Through years of excluding the Arts in acadmeic spaces, people are left confused when approached with something other than numbers. My research on accessibility and the Arts is just as important as someone else’s research on water cleanliness or sheep DNA. Though because our world has shifted focus from all subjects to just those that can present numbers, we exclude important facts that could shape our futures. This is exactly why it is crucial that children are exposed to Art intergration as early as possible in their education, so their world view isn’t limited to just the numbers but also how these numbers changes lives.

What is Accessibility and what does it look like?

Accessibility has many different definitions and can look very different depending on the way in which it is being applied to situations and environments. Marriam-Webster’s definition is: something ‘being within reach or easy to understand’, which might not be where your mind first goes when thinking about accessibility. It’s more than likely that most of us think about accessibility strictly in the context of disability. Wikipedia’s definition of accessibility is: “…the design of products, devices, services, vehicles, or environments so as to be usable by people with disabilities.” While accessibility does include making technology and the environment available to people with disabilities, it can also mean so much more. In rural areas, accessibility can look like the ease of getting from place to place (think about driving from your home to the hospital or a grocery store. If it isn’t very far, then these places are accessible to you) In big cities it can be the availability of sidewalks and public transit to the public. Accessibility can even be the price of goods so more people can afford them or the language written on important road signs.

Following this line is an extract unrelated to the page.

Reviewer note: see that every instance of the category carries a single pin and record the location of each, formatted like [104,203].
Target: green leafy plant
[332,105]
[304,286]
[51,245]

Accessibility can look like just about anything that affects the availability of a thing or place to people. Everyone, in one way or another, is affected by accessibility. Even children in public schools depend on their education being accessible, meaning they need; extracurricular classes and sports to have an accessible price, for classes to be spoken and written in languages they understand, and for schools to be an accessible distance from home and have accessible bus systems. But that can be a lot to tackle, and it covers so many topics.

So, for the purposes of my research, here is the definition I’ll be using for accessibility in school in the context of STEAM. ‘The ability for non-English speaking, disabled, and impoverished students to engage with and understand materials at the same capacity their English speaking, able-bodied, and non-impoverished peers do‘. In this context, accessibility looks like having a bilingual instructor, having low-cost or no-cost art courses and activities for public schools, or making art tools like paintbrushes and scissors usable for students with low-grip capacity.

Who is my URSA mentor?

Along with being my mentor during the 2025 URSA engage program, Victor is an educator and technologist who has been helping under-served K-12 students learn about STEAM (science, technology, engineering, art, and math) for 30 years. Upon looking into him, you’ll likely find his profile on the OSU extension service website. This website gives a brief introduction into the work Victor focuses on like; robotics, drones, puppets, and storytelling. It’s not too hard to also find information about Victor on his Linkedin and Instagram. These sites describe Victor’s passion and work with technology, art, and education.

Who is Leaf?

I’m a first year undergraduate student, majoring in Environmental Science at the Corvallis campus of Oregon State University! I want to use the Arts to communicate scientific fact. Writing, painting, and design are passions of mine. I wanted to join this research opportunity through OSU’s Undergraduate Research, Scholarship and the Arts (URSA) with Victor because I believe that how we interact and view art as children impacts our values and beings for the rest of our lives. I hope that throughout this program I am able to gain new perspectives about the influence that creative spaces have on children as they grow into adults. By the end of this first week I’ll hopefully have a clear and narrow research question nailed down!